Bencardino Gianluigi, Narducci Maria Lucia, Scacciavillani Roberto, Gabrielli Francesca Augusta, Pelargonio Gemma, Massetti Massimo, Crea Filippo, Lanza Gaetano Antonio
Department of Cardiovascular and Thoracic Sciences, Fondazione Policlinico Universitario A. Gemelli IRCCS, 00168 Rome, Italy.
Cardiology Institute, Catholic University of Sacred Heart, 00136 Rome, Italy.
J Clin Med. 2024 Aug 22;13(16):4958. doi: 10.3390/jcm13164958.
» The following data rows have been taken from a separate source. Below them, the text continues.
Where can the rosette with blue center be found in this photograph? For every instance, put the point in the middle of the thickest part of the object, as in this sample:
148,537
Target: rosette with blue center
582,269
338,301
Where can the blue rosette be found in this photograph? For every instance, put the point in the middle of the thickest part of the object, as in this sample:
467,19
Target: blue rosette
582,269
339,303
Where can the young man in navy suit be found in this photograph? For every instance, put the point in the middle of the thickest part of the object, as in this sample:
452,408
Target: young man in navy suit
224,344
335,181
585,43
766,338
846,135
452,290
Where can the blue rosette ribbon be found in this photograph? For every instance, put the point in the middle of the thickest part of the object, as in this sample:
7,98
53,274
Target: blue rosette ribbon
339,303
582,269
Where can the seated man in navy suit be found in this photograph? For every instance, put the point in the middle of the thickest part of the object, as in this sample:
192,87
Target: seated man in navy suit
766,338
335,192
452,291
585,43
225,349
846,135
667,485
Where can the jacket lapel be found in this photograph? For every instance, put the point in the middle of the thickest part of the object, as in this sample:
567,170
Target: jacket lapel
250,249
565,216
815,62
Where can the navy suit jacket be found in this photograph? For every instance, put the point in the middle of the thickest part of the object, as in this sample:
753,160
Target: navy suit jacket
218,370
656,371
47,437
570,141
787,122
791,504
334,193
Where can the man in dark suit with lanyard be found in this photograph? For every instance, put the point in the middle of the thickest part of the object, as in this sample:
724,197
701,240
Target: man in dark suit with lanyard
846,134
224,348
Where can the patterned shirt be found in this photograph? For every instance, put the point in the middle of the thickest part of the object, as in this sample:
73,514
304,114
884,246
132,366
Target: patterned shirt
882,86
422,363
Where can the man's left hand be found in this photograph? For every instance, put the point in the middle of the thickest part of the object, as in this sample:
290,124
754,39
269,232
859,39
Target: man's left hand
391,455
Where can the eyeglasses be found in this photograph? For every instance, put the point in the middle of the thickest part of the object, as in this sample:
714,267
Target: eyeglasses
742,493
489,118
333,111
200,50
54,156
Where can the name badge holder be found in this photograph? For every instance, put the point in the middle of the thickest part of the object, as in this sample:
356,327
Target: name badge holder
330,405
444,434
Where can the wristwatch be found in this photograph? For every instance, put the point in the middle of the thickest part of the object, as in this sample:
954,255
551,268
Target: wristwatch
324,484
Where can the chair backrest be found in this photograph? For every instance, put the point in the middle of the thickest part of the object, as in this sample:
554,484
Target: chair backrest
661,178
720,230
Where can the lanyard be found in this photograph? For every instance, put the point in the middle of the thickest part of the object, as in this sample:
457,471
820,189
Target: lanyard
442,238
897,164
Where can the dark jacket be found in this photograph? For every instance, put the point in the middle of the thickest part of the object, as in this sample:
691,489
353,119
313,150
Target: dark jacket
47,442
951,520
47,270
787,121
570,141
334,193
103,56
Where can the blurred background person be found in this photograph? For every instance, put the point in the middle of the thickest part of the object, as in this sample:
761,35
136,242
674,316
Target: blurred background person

Catheter ablation (CA) is a well-established treatment in patients with ventricular tachycardia and appropriate implantable cardioverter defibrillator (ICD) therapies. We enrolled 57 consecutive carriers of ICD undergoing CA for electrical storm (ES). Our aim was to investigate differences in clinical, device-related, and electroanatomic features among patients who had history of appropriate ICD interventions before the ES compared to those who had not. The primary endpoint was a composite of death from any cause and recurrences of sustained VT, ventricular fibrillation, appropriate ICD therapy, or ES. During a median follow up of 39 months, 28 patients (49%) met the primary endpoint. Those with previous ICD interventions had a higher prevalence of late potentials and a greater unipolar low-voltage area at electroanatomic mapping. Patients who met the primary endpoint had a higher prevalence of ATP/shock episodes preceding the ES event. At Cox regression analysis, non-ischemic dilated cardiomyopathy (NIDCM), QRS duration, and previous ATP and/or shock before the ES were associated with arrhythmic recurrences and/or death. At multivariate analysis, NIDCM and previous shock were associated with arrhythmic recurrences and/or death. : A history of recurrent ICD therapies predicts worse outcomes when CA is needed because of ES. Although more studies are needed to definitively address this question, our data speak in support of an early referral for CA of ES.
导管消融术(CA)是治疗室性心动过速患者以及进行适当植入式心律转复除颤器(ICD)治疗的成熟方法。我们连续纳入了57例因电风暴(ES)接受CA治疗的ICD携带者。我们的目的是研究在ES之前有适当ICD干预史的患者与没有该病史的患者在临床、设备相关和电解剖特征方面的差异。主要终点是任何原因导致的死亡以及持续性室性心动过速、心室颤动、适当的ICD治疗或ES复发的综合结果。在中位随访39个月期间,28例患者(49%)达到主要终点。那些有既往ICD干预的患者在电解剖标测时晚期电位的患病率更高,单极低电压区更大。达到主要终点的患者在ES事件之前ATP/电击发作的患病率更高。在Cox回归分析中,非缺血性扩张型心肌病(NIDCM)、QRS时限以及ES之前的既往ATP和/或电击与心律失常复发和/或死亡相关。在多变量分析中,NIDCM和既往电击与心律失常复发和/或死亡相关。:当因ES需要进行CA时,既往反复进行ICD治疗的病史预示着更差的预后。尽管需要更多研究来明确解决这个问题,但我们的数据支持对ES尽早进行CA转诊。